Margin Call for Lucifer (Development of the theme)
Setting: Hell. Not fiery caverns, but an
endless, sterile open-space office resembling a Wall Street trading floor, only
instead of windows, there is pitch blackness, and the monitors display the
cardiograms of dying souls.
Characters:
- Lucifer — CEO. Impeccable suit, deadly
fatigue in his eyes. The best cynic in the Universe.
- The Billionaire — Newly deceased. A typical
modern technocrat.
Lucifer sat
with his feet up on a black obsidian desk. He smoked, flicking ash directly
into the void. The Billionaire stood before him, looking around for cauldrons
and devils with pitchforks.
“Where is
the torture?” the Billionaire asked. “I deserve a personal circle. I created an
algorithm that drove half of humanity into depression! I demand exclusive
service!”
Lucifer
blew a smoke ring and laughed. The laugh was dry and short, like the crack of a
breaking bone.
“You demand
nothing,” Satan said. “You are bankrupt.”
“Me?
Bankrupt? My soul is worth trillions!”
“Your soul
is illiquid asset,” Lucifer lazily poked a finger at the monitor. “Look at the
quotes. The market has crashed.”
Lucifer
stood up and walked right up to the Billionaire. He smelled not of sulfur, but
of the ozone of overheated servers and expensive cologne.
“Do you
understand the problem?” Lucifer began insinuatingly. “Satan is the best cynic,
that is true. I am a broker of souls, an executor. But even I cannot trade thin
air forever.”
He snapped
his fingers, and a projection of an ancient gold coin hung in the air.
“Before,
there was the Gold Standard. Cain and Abel. Brutus and Caesar. It was backed by
the gold of passion, blood, horror. It had weight. But now?” Lucifer waved his
hand contemptuously at the Billionaire. “You were not a creator of evil. You
were an architect of algorithms. Your sins are an unsecured emission.”
“But the
consequences were terrible!”
“Consequences
are statistics. But sin requires a soul. Today’s real resources are bits
of information. Your life was a set of bits. You accumulated a huge capital of
sins, but they are not backed by anything. Their value is only in quantity, but
the quality... is zero.”
Lucifer
returned to his chair and rubbed his temples wearily.
“It is all
His fault,” Lucifer pointed a finger at the ceiling. “The Regulator. He
introduced the Commandments as market regulation to create a deficit. The
forbidden fruit is sweet because it is expensive. But you people, with your
‘new ethics,’ diluted everything. If everything is allowed, nothing has a
price.

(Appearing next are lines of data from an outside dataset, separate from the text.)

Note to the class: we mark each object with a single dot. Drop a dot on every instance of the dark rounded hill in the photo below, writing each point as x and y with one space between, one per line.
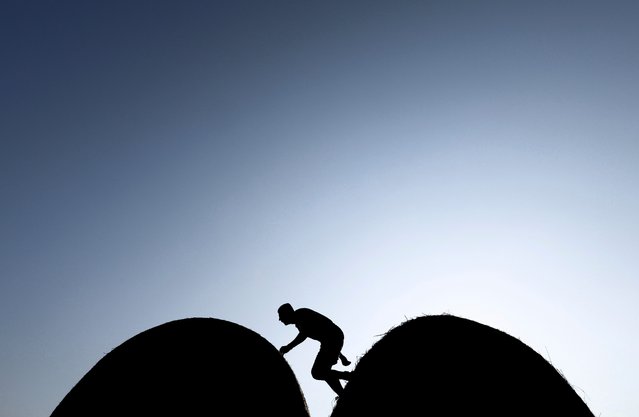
449 366
189 367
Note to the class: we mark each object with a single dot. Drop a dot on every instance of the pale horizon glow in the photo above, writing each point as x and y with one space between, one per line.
374 161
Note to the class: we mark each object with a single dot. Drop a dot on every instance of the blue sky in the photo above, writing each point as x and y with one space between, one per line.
371 160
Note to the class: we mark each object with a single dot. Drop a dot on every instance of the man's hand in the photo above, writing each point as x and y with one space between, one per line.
284 350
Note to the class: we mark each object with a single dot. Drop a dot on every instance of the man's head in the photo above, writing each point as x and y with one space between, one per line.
286 313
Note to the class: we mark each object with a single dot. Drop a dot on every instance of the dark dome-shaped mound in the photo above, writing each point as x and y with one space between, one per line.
449 366
198 366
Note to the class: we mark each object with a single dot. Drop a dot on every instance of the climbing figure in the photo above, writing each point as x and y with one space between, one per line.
312 324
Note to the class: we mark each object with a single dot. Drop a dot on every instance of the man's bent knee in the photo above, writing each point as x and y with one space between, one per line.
320 374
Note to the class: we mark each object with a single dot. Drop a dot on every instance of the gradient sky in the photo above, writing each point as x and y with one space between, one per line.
372 160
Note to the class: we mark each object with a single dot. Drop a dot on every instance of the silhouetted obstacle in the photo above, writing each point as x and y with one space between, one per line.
198 366
449 366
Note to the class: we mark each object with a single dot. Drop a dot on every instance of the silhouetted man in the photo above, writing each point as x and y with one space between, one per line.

You cancelled the very concept of Sin, replacing it with ‘social
construct’.”
“And what
does that mean for me?” the Billionaire’s voice trembled.
“It means
that Hell is declaring a technical default,” Lucifer spread his hands. “I see
no difference between crypto and ‘real’ money, and in exactly the same way, I
see no difference between your soul and a spam bot. We are closing up shop.”
“But where
do I go? To Paradise?”
“Paradise
only accepts those who hold the currency of faith. And you have none. You
believed in success, in capitalization, in yourself. You believed in the
non-existent.”
Lucifer
pressed a button on the intercom: “Behemoth, annul the guest’s pass. Escort him
to Limbo.”
“Limbo?”
the Billionaire asked. “What is there?”
“Nothing,”
Lucifer smiled the most cynical of his smiles. “Absolute, sterile nothingness.
An eternal grey zone. You will be there alone, with your portfolio of
‘securities’ that aren't worth the paper they are printed on. This is your
mansion in Miami, bought for a picture of a monkey. Own eternity, you dummy.”
The light
in the office flickered and went out. And on the door of Hell, Lucifer changed
the sign. Instead of the familiar “Abandon hope...”, he hung up: “Technical
Default. Acceptance of payments in fiat souls suspended.”